J.T.: I can’t disagree with that conclusion, but let me back up and explain lots of hiring managers are utilizing “behavioral questions” as a way to get inside the heads of potential employees. The “weakness” question is one of them. Proper answers are always truthful, but it’s not just what you say but how you say it! I would argue that how you’re describing your personality is scaring employers away because it implies that you would create tension in the workplace. Instead, I would reframe your response to something like this:
“I love doing good work, and push myself hard to be the best I can be. I do find at times that I can get frustrated with co-workers if I feel they aren’t trying. However, I try to remind myself that everyone makes mistakes and that showing my frustration won’t help the situation.”

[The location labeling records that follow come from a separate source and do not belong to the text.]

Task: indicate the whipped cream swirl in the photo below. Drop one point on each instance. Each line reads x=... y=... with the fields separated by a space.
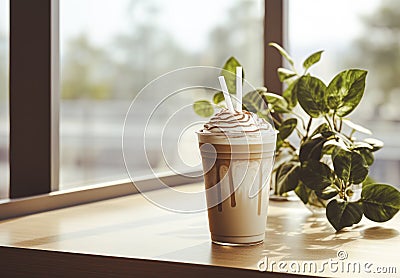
x=238 y=122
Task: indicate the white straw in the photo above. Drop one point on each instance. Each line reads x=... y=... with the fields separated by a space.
x=239 y=88
x=226 y=94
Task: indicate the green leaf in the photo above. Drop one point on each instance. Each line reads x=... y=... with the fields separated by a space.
x=322 y=128
x=350 y=166
x=288 y=177
x=375 y=143
x=367 y=155
x=312 y=59
x=287 y=128
x=345 y=91
x=276 y=102
x=312 y=149
x=255 y=101
x=311 y=95
x=357 y=127
x=203 y=108
x=303 y=192
x=343 y=214
x=229 y=72
x=380 y=202
x=290 y=95
x=282 y=52
x=327 y=193
x=316 y=175
x=218 y=98
x=285 y=74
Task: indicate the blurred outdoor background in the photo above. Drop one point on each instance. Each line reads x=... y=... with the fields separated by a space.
x=111 y=49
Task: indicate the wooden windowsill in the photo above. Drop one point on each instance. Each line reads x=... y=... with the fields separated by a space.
x=131 y=234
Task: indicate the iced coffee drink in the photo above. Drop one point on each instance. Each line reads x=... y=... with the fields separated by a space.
x=237 y=153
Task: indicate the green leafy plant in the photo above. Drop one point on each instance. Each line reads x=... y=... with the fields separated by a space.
x=328 y=162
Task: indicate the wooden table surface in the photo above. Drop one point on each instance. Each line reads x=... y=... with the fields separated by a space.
x=131 y=227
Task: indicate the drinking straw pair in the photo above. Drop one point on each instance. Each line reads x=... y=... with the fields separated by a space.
x=239 y=91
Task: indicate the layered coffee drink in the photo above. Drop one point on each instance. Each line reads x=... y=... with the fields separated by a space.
x=237 y=152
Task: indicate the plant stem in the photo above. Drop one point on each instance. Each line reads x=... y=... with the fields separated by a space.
x=308 y=127
x=334 y=121
x=329 y=123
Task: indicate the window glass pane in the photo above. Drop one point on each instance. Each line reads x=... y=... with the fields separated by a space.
x=357 y=34
x=4 y=115
x=112 y=49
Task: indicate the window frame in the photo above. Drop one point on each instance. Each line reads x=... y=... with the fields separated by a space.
x=34 y=99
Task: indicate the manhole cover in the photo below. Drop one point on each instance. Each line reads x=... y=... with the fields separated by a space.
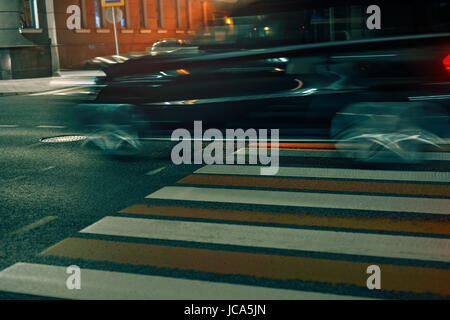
x=61 y=139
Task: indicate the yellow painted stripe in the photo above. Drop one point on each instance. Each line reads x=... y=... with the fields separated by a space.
x=314 y=184
x=393 y=278
x=413 y=225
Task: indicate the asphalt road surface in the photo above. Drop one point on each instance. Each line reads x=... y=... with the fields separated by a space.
x=145 y=228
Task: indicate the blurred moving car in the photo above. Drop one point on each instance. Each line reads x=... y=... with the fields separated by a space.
x=380 y=98
x=106 y=61
x=172 y=45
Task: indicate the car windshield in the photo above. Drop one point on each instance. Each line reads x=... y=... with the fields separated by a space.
x=266 y=22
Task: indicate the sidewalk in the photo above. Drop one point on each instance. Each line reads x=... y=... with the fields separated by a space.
x=67 y=79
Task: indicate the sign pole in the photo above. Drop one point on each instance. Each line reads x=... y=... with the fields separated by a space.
x=115 y=30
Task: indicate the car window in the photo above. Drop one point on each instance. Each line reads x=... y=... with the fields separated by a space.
x=295 y=22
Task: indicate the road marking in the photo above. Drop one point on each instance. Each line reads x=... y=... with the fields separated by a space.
x=377 y=245
x=48 y=168
x=426 y=226
x=34 y=225
x=395 y=278
x=305 y=199
x=325 y=185
x=153 y=172
x=51 y=127
x=50 y=281
x=418 y=176
x=296 y=153
x=56 y=91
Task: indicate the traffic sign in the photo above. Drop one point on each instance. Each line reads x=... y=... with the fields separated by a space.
x=113 y=3
x=115 y=16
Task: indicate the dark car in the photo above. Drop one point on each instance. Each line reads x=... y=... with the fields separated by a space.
x=386 y=91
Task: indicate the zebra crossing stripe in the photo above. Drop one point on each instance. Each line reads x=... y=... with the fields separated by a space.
x=267 y=266
x=373 y=222
x=305 y=172
x=375 y=245
x=305 y=199
x=50 y=281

Notice you don’t just explain your weakness, but you define how you negate it.
Dale: I do hope you work at making J.T.’s version true. There’s that old saying about someone “not suffering fools gladly.” Well, “not suffering gladly” is not suffered gladly in corporate life (unless you’re Steve Jobs). You’re going to come across fools in every job, some in high places, and it’s part of your job to suffer them long enough to help educate them.